On Yom Kippur day, we spent much time in satellite holding, awaiting our fate — not in the Book of Life way, but on whether to head over to set, alternately standing and sitting just like in the sanctuary. At one point in an effort to instill a smidge of meaning into the day, I played my son a video about the holiday’s Torah portion, Jonah and the whale. When we wrapped at 5 p.m., we scampered uptown in the rain to meet my husband and other son just as the Neilah service was beginning, arriving soaked — as if spit from the belly of a beluga ourselves. Our second chance. 

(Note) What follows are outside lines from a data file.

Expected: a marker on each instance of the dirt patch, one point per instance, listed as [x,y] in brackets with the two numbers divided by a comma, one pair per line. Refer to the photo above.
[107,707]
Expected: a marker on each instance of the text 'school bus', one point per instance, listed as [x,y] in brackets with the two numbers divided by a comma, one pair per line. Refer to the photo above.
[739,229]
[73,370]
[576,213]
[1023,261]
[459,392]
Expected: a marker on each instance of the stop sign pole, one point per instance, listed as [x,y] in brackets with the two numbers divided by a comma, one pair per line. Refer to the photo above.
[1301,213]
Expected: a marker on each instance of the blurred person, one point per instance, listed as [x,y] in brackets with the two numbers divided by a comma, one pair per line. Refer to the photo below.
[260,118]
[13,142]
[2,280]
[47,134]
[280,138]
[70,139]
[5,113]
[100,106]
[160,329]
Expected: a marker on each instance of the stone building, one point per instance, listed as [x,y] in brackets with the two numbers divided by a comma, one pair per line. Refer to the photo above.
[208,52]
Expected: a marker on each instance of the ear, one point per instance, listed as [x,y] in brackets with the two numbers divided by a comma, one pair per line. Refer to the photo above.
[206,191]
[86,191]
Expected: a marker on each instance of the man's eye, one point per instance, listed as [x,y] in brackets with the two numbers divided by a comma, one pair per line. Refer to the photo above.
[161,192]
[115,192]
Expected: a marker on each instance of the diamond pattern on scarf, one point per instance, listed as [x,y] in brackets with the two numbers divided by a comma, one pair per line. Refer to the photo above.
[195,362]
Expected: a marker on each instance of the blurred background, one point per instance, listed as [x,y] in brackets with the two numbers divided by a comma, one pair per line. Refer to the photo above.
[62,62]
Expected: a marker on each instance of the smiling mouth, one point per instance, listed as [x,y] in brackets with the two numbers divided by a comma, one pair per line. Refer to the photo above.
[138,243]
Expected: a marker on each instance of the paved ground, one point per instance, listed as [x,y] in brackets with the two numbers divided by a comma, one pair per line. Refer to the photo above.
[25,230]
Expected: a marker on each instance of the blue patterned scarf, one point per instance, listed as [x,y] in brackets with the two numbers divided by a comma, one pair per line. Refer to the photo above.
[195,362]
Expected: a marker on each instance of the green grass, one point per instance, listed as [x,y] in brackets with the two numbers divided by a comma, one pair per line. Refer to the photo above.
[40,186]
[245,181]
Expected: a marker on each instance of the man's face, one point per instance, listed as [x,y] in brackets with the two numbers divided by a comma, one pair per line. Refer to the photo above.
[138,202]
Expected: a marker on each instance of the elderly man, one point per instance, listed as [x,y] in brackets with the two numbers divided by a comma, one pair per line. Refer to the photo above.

Grateful to be encircled by the melodies in three dimensions, I felt like a fake when the rabbi said: “We are almost at the conclusion of our journey.” As the service escalated, then descended, I panicked. I had forgotten the electric candles and wanted the boys to join the processional. That’s our family finale! But then, suddenly, I noticed that I was shoulder to shoulder with my 11-year-old, who was swaying, engrossed in the music and the moment, lips following the Hebrew prayers in his machzor, and I knew that I dare not do a thing. I needed to remove myself from the equation, because for others to find meaning in ritual, they can’t be disrupted. Isn’t that ultimately what parents must do — back away from the equation of our children’s lives so that they can create their own practices? 

Oh, and it turns out that if you “forget” to buy lox and thinly slice the tomatoes, your husband will grab a bagel before the ride home.